Recently, a local book club decided that, after reading Dostoevsky, that they were looking for something a little lighter yet literary for their summer read. I collected a half dozen titles and went through them with several group members. I mentioned the usual suspects: Possession by A. S. Byatt, The Shadow of the Wind by Carlos Ruiz Zafon, Case Histories by Kate Atkinson, The Name of the Rose by Umberto Eco and The Thirteenth Tale by Diane Setterfield.

But what sold them on a book (none of the above) was the cover art and title: Mistress of the Art of Death by Ariana Franklin. The medieval thriller is, of course, bloody and perverse...still I'm not one to talk anyone out of anything they might want to read. Besides, it's a great novel, well researched and well written, serving up enough surprises to please any mystery reader's palate.

I just have the nagging feeling in the back of my neck that I will hear from someone in the group who expected a more refined tale. We shall see.

Meanwhile, if you are part of a book group that discovered a recent or little known mystery you might suggest.

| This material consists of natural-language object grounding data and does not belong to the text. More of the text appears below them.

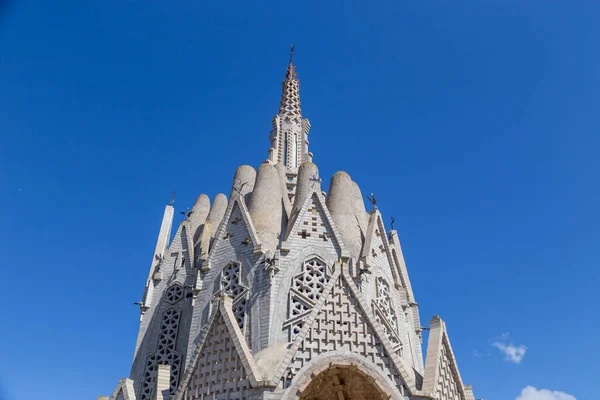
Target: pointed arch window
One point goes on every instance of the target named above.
(231, 284)
(306, 289)
(385, 314)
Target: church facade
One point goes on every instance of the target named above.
(283, 291)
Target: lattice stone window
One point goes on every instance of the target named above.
(306, 289)
(385, 314)
(174, 293)
(165, 354)
(231, 284)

Please let us know by clicking on Comments below.

Sunday, June 20, 2010

A is for Amish

Kate Burkholder is back in Linda Castillo's latest, Pray for Silence.

Fans of Sworn to Silence, in which Chief of Police Kate Burkholder hunted down a serial killer, will find this second case just as riveting as Kate must discover who murdered an entire Amish family and possible prevent more carnage in this closed community.

New arrivals from Lancaster, Penn., the Plank family has joined the small Amish community of Painters Mill only to be slaughtered on their farm. There are few cluse, no suspects and no motives, which makes local residents anxious and Kate, no stranger to Amish life, knows that this crime is extraordinary in its execution.

What may or may not help in solving the case is the discovery of a diary that belonged to one of the dead teenaged daughters, a book filled with dark secrets and illicit rendezvous. Who was this man the young girl was meeting or are these killings a case of revenge?

While Kate's on-again-off-again relationship with John Tomasetti seems off again for the moment, Tomasetti arrives in Painters Mill to offer assistance, doing so at the risk of his own job back in the state capitol. There are a lot of ghosts from the past that both Kate and Tomasetti have to face before they can begin to get a handle on this unspeakable crime. And once they do, the danger level hightens.

Castillo immerses us in the world of the Amish, and Pray for Silence serves up an intriguing puzzle that moves at an increasing speed and offers several surprises.